Lo que nos unió creo yo fue un gran amor que esta señora supo cultivar en cada uno de nosotros, y en mi humilde opinión, tuvo una gran capacidad de ver en nuestros corazones: no se equivocó, el amor nuestro hacia ella era auténtico. Del sanatorio partió a un geriátrico en Caballito. No fue buena su experiencia allí, solo le gustaron las comidas, pero el trato… El trato dejaba mucho que desear. Es que ella reclamaba un trato especial, al nivel de su posición de artista consagrada, y en esta institución era solo una señora más. Otra vez el maldito ego, jugando malas pasadas.
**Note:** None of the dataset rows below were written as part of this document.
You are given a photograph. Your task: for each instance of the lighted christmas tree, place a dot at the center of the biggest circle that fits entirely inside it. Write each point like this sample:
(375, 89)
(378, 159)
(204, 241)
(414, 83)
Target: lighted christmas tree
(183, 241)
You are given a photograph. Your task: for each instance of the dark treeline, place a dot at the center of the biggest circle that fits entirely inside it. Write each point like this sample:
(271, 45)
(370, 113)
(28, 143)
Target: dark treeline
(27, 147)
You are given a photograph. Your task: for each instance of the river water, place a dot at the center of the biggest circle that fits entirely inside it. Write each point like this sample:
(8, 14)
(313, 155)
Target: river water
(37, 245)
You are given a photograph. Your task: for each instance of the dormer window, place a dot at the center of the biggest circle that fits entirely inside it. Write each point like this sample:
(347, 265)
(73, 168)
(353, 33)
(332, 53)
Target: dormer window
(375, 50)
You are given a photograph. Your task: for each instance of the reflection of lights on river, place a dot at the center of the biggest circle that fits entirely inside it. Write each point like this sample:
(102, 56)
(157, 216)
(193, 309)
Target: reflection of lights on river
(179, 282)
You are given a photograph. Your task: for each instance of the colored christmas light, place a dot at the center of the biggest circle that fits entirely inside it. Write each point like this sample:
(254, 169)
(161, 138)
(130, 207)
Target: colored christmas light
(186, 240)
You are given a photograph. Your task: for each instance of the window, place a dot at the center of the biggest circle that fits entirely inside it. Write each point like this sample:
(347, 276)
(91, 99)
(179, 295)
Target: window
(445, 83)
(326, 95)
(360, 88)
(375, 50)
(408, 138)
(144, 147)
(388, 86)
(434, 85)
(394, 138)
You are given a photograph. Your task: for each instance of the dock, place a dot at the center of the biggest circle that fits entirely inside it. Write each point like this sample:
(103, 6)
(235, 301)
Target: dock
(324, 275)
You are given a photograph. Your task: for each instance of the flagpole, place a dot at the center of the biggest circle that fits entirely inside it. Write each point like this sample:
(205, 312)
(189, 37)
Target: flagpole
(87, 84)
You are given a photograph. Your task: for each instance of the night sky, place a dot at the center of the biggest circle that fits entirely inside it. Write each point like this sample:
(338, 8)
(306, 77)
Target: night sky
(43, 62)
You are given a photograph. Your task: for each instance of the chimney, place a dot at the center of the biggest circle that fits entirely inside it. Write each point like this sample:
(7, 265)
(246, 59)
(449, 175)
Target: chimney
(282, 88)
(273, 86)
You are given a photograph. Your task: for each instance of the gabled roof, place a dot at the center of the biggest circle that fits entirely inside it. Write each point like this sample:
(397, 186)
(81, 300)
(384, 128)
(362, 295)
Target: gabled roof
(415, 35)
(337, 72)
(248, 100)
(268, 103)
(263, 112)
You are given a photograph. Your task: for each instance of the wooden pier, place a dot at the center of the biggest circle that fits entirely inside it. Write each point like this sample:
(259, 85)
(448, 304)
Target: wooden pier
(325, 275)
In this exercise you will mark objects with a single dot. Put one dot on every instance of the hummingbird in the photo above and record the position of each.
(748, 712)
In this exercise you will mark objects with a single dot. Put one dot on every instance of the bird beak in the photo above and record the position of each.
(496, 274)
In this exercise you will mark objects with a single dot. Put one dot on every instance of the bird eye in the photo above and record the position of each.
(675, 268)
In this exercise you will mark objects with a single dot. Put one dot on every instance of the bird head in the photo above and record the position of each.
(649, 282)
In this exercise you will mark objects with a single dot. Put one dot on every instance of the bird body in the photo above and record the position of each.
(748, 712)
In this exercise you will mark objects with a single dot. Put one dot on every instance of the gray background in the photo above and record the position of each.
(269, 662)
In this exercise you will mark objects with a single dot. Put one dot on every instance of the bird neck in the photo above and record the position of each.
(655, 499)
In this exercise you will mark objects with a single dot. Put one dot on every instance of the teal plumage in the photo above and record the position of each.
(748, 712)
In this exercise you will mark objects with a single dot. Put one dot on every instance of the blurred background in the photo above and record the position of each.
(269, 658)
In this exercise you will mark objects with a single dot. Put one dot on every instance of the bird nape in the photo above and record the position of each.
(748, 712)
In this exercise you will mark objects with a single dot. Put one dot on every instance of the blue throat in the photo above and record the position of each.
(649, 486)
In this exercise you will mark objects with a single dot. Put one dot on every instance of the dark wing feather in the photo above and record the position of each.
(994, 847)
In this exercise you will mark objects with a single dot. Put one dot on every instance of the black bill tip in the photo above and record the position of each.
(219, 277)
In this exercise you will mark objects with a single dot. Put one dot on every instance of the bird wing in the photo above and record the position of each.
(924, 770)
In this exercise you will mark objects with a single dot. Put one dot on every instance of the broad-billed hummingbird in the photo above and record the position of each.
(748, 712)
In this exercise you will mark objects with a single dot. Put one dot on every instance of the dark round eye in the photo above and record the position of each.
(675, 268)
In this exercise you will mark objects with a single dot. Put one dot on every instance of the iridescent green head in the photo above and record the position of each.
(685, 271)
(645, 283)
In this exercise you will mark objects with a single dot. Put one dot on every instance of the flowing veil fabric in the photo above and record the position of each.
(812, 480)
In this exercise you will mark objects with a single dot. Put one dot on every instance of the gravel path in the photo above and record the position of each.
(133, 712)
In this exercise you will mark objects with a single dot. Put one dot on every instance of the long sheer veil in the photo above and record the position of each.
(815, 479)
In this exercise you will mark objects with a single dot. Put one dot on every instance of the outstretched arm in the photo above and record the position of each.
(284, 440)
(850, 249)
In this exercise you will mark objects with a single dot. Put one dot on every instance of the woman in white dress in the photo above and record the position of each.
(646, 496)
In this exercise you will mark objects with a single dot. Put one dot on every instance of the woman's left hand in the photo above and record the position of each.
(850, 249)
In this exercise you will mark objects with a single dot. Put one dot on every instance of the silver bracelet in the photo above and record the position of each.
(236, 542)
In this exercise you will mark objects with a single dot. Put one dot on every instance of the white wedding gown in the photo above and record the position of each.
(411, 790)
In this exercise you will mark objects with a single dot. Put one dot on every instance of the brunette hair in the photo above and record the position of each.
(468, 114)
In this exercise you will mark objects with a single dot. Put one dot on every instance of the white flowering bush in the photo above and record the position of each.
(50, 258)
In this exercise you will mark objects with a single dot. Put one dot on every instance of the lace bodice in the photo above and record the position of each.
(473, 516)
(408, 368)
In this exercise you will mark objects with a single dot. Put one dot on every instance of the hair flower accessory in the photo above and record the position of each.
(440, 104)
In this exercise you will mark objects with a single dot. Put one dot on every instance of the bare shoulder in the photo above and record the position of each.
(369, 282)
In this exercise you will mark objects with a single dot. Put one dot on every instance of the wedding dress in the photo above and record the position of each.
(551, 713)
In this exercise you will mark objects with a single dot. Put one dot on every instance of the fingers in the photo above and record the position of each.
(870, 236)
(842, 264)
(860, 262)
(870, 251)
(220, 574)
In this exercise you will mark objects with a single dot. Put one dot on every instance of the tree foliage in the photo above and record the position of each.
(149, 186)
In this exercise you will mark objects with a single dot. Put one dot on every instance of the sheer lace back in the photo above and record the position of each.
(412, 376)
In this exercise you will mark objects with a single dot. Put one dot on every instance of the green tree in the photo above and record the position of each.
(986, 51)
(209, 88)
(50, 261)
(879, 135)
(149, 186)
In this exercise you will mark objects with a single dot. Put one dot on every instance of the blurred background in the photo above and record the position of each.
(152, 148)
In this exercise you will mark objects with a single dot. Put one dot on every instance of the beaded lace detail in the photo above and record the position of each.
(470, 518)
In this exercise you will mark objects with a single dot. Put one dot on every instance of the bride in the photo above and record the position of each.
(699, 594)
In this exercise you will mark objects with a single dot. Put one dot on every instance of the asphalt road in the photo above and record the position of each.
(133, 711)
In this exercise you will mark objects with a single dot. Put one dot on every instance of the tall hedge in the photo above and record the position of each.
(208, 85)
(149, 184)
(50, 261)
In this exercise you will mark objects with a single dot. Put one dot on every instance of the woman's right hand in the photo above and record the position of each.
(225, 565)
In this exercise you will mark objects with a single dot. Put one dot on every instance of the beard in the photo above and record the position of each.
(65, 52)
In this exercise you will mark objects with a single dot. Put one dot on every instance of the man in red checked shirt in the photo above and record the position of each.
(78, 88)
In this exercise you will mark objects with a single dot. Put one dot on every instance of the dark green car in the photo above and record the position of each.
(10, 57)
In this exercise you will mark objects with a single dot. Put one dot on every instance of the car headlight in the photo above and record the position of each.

Una pena no poder ver la otra cara de la moneda.
Pero el grupo amigos quiso darle a Gogó lo que era su deseo más grande, así que gracias a Walter, que movió cielo y tierra, se armó un dispositivo para el retorno a su domicilio, acompañada de dos damas maravillosas. La gracia duró poco, solo nueve días, para ser exactos. Todo parecía estar en su cause. Gogó, al fin en casa, lucía feliz: tenía sus gatitos, sus amigos, y todas las cosas que creía haber perdido, aparecieron. Y en la noche del lunes 26, comiendo el esperado y jugoso churrasco, vino la muerte y se la llevó. Creo yo que tan rápido que nos dejó a todos atónitos, boquiabiertos, nos mostró cuan intempestiva puede ser, y cómo hay que tener el equipaje del alma listo para la partida porque esta puede llegar en cualquier momento.
Y así fue para mí cómo concluyó esta historia.Como le dije a mis nuevos amigos, estos que me dejó Gogo al retirarse: “No se preocupen, Gogó está viva… Más viva que nunca, porque ahora puede ver mucho más allá y está acompañada, ya no esta sola”.
Con amor, para mi querida amiga Gogó, y mis nuevos amigos.